Source size (bytes on disk, reference)

bench	NURL	Python	Rust	Node
`lcg`	368	430	251	413
`sieve`	809	387	592	365
`json_parse`	483	314	3940	318
`fib`	327	170	199	157
`collatz`	480	311	398	332
`matmul`	1133	495	708	661
`quicksort`	975	618	806	679
`rot13`	570	319	424	378

Notes on interpretation

The out-of-distribution penalty is the whole story. These tokenisers were trained on Python / Rust / JS corpora, so their BPE merges common multi-character sequences in those languages into single tokens (def , function , for i in range, let mut, =>). NURL source is in none of these corpora, so its keyword- and glyph-shaped tokens decompose to near-character granularity. That is a property of the training corpus, not of the grammar's regularity — a tokeniser that had seen NURL would compress it far better (testing that is a separate, "what-could-be" experiment and is deliberately out of scope here).

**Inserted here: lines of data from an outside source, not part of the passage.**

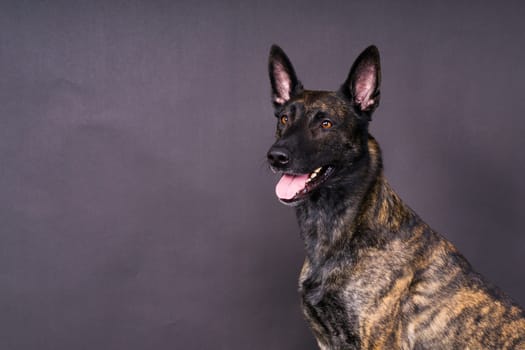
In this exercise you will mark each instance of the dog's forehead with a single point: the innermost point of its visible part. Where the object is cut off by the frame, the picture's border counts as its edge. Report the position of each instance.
(324, 101)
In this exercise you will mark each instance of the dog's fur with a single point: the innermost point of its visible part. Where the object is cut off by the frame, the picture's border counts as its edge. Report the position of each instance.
(375, 275)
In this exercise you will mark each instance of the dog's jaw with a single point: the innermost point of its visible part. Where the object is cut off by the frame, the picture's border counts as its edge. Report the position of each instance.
(294, 188)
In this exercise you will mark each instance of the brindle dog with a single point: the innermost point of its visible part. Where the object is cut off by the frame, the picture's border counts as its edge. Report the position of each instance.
(375, 276)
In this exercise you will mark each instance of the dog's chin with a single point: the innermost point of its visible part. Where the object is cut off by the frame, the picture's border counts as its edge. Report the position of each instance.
(294, 188)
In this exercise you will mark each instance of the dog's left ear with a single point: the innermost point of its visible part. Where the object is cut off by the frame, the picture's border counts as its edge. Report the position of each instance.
(284, 81)
(362, 84)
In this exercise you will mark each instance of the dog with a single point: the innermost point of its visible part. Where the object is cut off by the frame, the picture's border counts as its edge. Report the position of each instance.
(375, 275)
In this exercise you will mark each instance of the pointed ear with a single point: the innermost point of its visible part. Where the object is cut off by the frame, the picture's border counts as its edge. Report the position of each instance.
(362, 84)
(285, 84)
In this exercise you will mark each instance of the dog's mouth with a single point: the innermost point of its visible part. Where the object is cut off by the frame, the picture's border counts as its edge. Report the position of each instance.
(292, 188)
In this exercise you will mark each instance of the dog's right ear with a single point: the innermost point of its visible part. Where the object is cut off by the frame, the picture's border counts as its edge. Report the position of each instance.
(362, 84)
(285, 84)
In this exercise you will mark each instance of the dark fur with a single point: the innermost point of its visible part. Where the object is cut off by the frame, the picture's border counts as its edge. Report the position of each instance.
(375, 275)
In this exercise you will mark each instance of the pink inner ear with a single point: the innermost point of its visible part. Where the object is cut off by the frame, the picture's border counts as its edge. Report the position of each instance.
(364, 87)
(282, 83)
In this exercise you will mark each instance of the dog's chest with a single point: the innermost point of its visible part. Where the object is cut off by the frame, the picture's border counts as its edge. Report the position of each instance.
(329, 311)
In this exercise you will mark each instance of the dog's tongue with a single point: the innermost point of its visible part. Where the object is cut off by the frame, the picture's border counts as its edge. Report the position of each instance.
(289, 185)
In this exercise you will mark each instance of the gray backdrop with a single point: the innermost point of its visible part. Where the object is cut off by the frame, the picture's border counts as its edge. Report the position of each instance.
(136, 208)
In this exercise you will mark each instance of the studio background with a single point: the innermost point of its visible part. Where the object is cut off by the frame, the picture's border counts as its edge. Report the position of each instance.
(136, 208)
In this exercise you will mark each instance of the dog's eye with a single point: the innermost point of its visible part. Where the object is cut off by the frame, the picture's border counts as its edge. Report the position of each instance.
(326, 124)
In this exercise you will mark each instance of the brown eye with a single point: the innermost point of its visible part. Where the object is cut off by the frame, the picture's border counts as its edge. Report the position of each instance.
(326, 124)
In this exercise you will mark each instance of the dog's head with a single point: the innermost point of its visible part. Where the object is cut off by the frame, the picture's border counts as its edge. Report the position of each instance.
(320, 134)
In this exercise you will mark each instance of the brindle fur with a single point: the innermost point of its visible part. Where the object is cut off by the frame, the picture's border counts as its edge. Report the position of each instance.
(375, 276)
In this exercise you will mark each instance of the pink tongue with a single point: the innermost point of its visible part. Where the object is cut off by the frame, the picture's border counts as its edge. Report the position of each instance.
(289, 185)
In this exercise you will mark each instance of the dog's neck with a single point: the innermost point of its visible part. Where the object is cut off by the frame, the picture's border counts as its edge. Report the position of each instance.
(344, 218)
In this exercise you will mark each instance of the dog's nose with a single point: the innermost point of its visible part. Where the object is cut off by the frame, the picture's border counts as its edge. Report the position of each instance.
(278, 157)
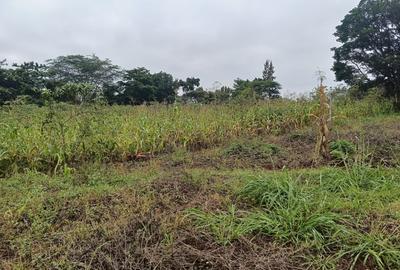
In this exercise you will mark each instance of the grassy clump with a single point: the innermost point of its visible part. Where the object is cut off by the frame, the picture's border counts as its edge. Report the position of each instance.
(320, 211)
(342, 150)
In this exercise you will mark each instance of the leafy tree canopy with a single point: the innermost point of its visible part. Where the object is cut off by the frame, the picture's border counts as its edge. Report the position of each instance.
(370, 50)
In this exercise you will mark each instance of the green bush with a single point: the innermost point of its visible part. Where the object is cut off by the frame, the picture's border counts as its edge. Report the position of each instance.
(342, 150)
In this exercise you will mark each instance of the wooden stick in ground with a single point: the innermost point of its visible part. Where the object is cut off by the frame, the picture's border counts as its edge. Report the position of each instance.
(322, 146)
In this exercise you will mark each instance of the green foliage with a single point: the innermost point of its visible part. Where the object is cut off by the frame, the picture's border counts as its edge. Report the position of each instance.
(370, 46)
(342, 150)
(225, 226)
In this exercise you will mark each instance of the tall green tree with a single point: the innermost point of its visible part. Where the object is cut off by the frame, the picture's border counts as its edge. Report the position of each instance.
(369, 54)
(269, 71)
(80, 69)
(83, 69)
(166, 87)
(27, 79)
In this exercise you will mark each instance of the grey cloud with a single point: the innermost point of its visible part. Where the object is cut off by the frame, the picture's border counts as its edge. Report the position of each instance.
(216, 40)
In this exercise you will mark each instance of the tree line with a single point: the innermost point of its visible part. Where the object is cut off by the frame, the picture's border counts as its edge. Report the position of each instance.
(368, 58)
(79, 79)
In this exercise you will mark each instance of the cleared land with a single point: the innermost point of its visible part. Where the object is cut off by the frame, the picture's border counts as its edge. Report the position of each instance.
(198, 187)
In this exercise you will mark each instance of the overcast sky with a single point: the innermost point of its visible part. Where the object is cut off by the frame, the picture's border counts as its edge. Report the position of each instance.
(215, 40)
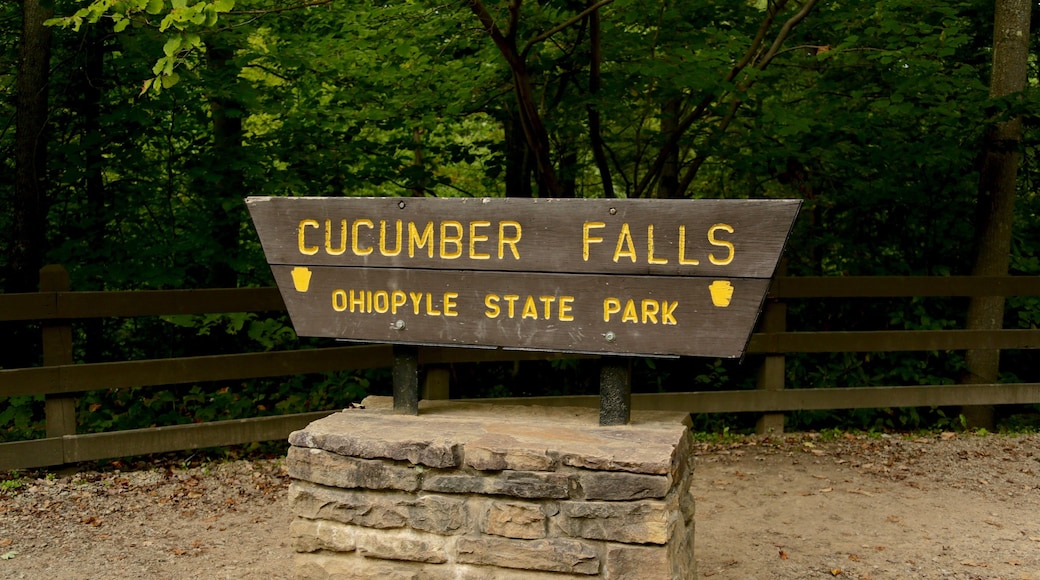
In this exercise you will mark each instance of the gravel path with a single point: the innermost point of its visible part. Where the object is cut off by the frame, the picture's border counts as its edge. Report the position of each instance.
(951, 506)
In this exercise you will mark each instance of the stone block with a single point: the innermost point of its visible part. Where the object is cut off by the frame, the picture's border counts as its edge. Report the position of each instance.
(497, 451)
(516, 483)
(520, 521)
(322, 565)
(642, 522)
(623, 486)
(633, 562)
(379, 509)
(564, 555)
(337, 471)
(364, 436)
(492, 573)
(401, 545)
(311, 535)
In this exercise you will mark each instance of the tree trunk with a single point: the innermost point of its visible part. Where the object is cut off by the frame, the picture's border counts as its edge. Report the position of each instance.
(26, 251)
(25, 248)
(996, 192)
(668, 183)
(225, 195)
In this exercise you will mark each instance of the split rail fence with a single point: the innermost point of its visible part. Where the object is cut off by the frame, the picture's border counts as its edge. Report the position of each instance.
(59, 379)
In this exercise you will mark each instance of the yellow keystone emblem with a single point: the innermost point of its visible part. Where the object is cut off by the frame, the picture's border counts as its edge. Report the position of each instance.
(301, 279)
(722, 292)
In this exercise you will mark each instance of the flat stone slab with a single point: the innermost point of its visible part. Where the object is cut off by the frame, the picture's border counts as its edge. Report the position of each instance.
(495, 438)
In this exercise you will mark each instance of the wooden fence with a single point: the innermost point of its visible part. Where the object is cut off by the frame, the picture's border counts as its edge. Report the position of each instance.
(59, 379)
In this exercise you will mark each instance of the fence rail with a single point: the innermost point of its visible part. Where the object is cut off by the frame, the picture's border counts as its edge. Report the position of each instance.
(59, 379)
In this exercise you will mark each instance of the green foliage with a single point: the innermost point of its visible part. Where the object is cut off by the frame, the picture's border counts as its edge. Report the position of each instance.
(164, 114)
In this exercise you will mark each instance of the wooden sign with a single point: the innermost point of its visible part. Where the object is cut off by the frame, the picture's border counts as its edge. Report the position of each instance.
(631, 277)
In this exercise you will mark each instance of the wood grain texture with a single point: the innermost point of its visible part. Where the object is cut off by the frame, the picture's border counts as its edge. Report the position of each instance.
(551, 234)
(432, 296)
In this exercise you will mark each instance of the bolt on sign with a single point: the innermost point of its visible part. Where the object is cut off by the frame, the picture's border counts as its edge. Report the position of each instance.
(624, 277)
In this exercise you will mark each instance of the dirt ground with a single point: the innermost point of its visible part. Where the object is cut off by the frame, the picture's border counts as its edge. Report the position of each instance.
(951, 506)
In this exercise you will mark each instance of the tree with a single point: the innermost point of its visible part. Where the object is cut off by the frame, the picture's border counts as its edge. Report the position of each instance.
(997, 186)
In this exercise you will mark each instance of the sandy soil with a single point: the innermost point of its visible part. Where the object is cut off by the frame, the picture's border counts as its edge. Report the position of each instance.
(952, 506)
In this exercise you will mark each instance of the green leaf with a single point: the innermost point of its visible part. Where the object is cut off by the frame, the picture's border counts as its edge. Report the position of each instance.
(224, 5)
(173, 45)
(170, 80)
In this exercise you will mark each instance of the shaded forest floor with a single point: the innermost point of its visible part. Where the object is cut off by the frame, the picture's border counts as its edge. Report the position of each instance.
(796, 506)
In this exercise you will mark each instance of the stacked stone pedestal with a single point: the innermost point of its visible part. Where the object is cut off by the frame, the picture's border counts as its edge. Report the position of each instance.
(482, 493)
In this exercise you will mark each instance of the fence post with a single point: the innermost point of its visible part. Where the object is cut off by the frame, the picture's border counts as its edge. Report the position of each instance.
(437, 385)
(406, 379)
(59, 410)
(771, 375)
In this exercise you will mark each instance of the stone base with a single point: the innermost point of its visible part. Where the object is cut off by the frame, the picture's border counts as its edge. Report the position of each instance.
(481, 492)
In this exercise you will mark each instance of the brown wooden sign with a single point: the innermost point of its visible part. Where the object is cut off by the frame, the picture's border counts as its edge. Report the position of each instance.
(632, 277)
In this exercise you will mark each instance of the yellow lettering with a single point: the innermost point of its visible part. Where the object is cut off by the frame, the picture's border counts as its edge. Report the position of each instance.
(511, 299)
(587, 239)
(385, 297)
(357, 301)
(629, 314)
(491, 300)
(721, 243)
(430, 306)
(449, 304)
(456, 240)
(510, 241)
(338, 300)
(383, 239)
(668, 312)
(547, 300)
(302, 232)
(397, 299)
(566, 304)
(682, 248)
(473, 238)
(419, 240)
(355, 243)
(650, 258)
(650, 310)
(529, 310)
(625, 238)
(342, 238)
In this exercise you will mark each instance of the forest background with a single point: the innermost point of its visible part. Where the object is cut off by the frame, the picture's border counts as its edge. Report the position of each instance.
(132, 130)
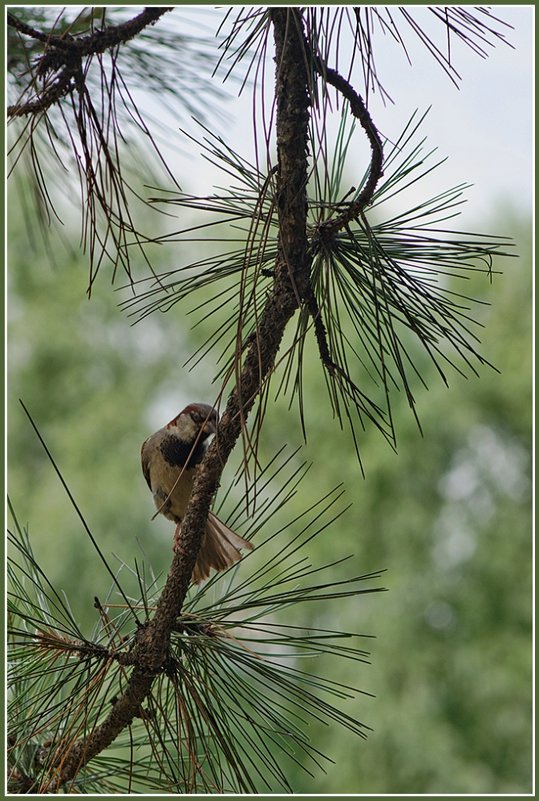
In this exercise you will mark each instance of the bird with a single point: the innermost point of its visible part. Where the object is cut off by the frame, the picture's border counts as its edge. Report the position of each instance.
(169, 460)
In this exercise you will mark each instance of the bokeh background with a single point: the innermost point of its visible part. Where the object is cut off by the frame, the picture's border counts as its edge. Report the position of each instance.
(448, 517)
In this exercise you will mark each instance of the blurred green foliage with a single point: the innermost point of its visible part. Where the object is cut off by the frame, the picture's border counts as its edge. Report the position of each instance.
(449, 517)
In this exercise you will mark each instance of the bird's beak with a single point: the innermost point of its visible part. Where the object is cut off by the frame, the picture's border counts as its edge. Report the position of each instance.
(209, 427)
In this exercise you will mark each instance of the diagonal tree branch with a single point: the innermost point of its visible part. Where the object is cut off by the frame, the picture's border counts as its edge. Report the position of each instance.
(64, 54)
(291, 276)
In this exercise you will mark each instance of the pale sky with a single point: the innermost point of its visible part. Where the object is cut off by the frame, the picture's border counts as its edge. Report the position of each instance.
(485, 127)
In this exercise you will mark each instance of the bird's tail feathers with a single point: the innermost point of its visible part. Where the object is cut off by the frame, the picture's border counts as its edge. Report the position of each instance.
(220, 549)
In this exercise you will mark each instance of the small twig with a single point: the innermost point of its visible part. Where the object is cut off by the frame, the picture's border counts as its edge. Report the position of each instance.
(359, 110)
(64, 54)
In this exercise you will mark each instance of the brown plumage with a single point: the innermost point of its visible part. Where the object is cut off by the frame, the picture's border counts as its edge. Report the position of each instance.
(169, 459)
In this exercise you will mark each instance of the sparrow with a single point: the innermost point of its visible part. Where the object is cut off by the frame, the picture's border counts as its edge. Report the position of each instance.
(169, 460)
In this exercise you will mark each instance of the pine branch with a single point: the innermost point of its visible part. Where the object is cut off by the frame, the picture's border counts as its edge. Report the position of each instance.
(64, 55)
(291, 272)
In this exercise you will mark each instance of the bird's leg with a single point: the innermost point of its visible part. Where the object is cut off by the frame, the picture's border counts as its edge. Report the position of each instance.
(176, 546)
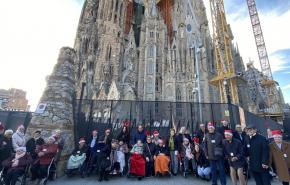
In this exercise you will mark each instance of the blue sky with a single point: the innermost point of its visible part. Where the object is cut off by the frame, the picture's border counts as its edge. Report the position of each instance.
(274, 17)
(33, 31)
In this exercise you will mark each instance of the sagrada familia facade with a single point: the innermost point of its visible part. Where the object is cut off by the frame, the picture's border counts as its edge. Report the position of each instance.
(145, 50)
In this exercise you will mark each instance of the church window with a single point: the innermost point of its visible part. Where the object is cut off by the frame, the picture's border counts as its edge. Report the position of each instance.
(151, 51)
(150, 85)
(150, 67)
(157, 85)
(178, 95)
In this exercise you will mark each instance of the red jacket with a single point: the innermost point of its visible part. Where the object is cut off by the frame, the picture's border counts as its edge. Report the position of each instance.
(49, 152)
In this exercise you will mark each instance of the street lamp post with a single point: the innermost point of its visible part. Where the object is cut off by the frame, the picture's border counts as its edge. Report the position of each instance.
(229, 100)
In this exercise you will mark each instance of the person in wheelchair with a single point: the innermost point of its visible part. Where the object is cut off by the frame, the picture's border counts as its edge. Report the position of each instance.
(77, 160)
(105, 163)
(137, 161)
(34, 142)
(121, 154)
(46, 154)
(115, 164)
(161, 159)
(149, 151)
(187, 157)
(203, 166)
(15, 166)
(94, 149)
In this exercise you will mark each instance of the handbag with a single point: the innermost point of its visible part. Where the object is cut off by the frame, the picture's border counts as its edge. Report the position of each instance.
(218, 152)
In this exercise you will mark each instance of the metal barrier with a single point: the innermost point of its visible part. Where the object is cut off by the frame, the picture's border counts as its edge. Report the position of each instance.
(12, 119)
(160, 115)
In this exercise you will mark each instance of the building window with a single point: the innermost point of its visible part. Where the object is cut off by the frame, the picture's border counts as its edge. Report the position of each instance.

This does not mean NURL has no LLM-native advantage — it means the advantage is not raw token count. Two claims are tangled in the project copy and must be separated: (1) "fewer tokens on today's tokenisers" — refuted here; (2) "a regular, locally-decodable grammar is easier for a model to generate correctly" — untested by this study and the more honest banner to fly. The next step the ROADMAP already lists is a controlled first-pass-compile-success comparison.

Caveat on the corpus. These are eight small, arithmetic- and systems-leaning micro-benchmarks, a regime that rewards terse infix math and penalises NURL's explicit prefix/type surface. They are not a representative sample of all agent-written code (no parsers, web handlers, glue, or data plumbing). They are, however, enough to retire the unqualified "more token-efficient" claim.

The Rust column for json_parse (1140–2065 tokens) reflects Serde derive macros and explicit type signatures that other languages do not require for the same task — a reminder that token count is task- and style-dependent in every language.